Visitor - To start with, why was it necessary to create the new terms Spiritist and Spiritism to replace spiritualist and spiritualism, which are part ofeveryday speech and well understood by everybody? I understand that some view these new terms as barbarisms.
A.K. - The word spiritualist has had a well-defined acceptation for a long time. The Academy defines it in this way: a SPIRITUALIST is someone whose doctrine is contrary to materialism. All religions are necessarily based on spiritualism. Whoever believes that there is something within us besides matter is a spiritualist; however, that does not imply a belief in spirits or their manifestations. How would you distinguish such a person from one who does believe? You would have to say something like: A spiritualist is someone who might or might not believe in spirits. For new things, new terms are needed if one wants to avoid misunderstandings. If I had classified my REVUE as being spiritualist, I would not have been clear about its purpose, since I could very well have not said one word about spirits without contradicting the title; in fact, I could have been against them altogether. Some time ago I read in a periodical an article of philosophical content stating that the author had written it from a spiritualist point of view. However, those who believe in spirits would have been particularly disappointed, if, in trusting that description, they had looked for the slightest confirmation of their own ideas. Therefore, if I adopted the terms Spiritist and Spiritism, it was because they unequivocally express ideas related to spirits. Every Spiritist is necessarily a spiritualist, but not all spiritualists are Spiritists. Even if spirits were a mere fancy, it would still be useful to have special terms for matters related to them since terminology is needed as much for erroneous ideas as for correct ones.
Furthermore, these terms are no more barbaric than those that the arts, sciences and industry create each day. They are surely no more improper than those Gall coined for this nomenclature of the faculties, such as: secretiviness, amativeness, combativeness, alimentiveness, adhesiveness, etc.

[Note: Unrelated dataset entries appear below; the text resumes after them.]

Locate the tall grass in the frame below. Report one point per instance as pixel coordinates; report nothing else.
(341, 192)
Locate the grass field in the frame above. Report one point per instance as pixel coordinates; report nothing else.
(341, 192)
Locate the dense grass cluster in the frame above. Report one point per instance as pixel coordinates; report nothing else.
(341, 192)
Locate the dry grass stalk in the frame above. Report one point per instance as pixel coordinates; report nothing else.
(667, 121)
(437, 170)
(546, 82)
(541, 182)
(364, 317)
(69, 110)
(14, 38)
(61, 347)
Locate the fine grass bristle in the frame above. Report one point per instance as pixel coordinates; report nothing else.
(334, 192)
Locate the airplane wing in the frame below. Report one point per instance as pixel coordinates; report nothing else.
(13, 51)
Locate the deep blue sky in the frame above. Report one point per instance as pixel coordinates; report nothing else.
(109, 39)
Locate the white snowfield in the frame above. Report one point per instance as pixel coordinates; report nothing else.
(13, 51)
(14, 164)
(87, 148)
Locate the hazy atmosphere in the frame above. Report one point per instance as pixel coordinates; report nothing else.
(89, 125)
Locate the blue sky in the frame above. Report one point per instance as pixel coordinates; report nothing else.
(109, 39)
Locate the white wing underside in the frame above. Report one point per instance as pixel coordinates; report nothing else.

There are persons who, due to their argumentative nature, criticize anything that they, themselves, have not come up with and thus want to put on airs of opposition to it. Those who insist on such petty squabbles prove only one thing: the shallowness of their ideas. Attacking with such trifles merely shows that they are short on good arguments.

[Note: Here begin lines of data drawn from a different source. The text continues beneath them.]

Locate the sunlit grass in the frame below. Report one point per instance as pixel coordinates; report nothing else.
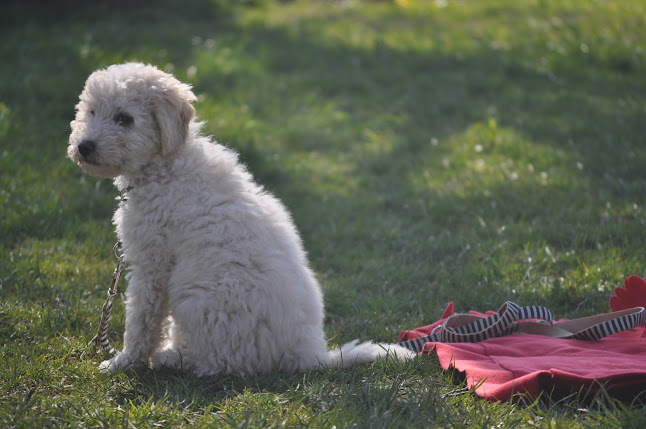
(430, 151)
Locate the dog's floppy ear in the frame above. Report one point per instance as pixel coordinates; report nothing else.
(173, 112)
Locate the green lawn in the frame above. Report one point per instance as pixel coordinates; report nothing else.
(473, 151)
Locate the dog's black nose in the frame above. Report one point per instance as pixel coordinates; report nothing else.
(86, 147)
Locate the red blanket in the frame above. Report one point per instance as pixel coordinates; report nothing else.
(503, 368)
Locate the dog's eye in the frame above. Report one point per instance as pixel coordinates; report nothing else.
(123, 119)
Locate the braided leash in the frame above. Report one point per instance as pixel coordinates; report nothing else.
(101, 338)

Spiritualism and spiritualist are English words used in the United States ever since spirit manifestations first appeared; at first, and. for some time thereafter, they were also used in France. However, as soon as the terms Spiritist and Spiritism appeared, their usefulness was understood and they were immediately accepted by the public. Nowadays, their use is so established that even those who at first opposed them and proclaimed them to be barbarisms do not use any others. The sermons and pastoral letters that lash out against Spiritism and Spiritists would not have been able to cast their anathemas against spiritualism and spiritualists without bringing confusion to the issue.
Barbarisms or not, the terms Spiritism and Spiritist have entered everyday usage and all the languages of Europe. They are the only ones used in all publications — pro or con - in every country. They are the backbone of the new sciences nomenclature. In order to express the special phenomena of this science, special terms were needed. Spiritism now has its own nomenclature, just as chemistry has its own.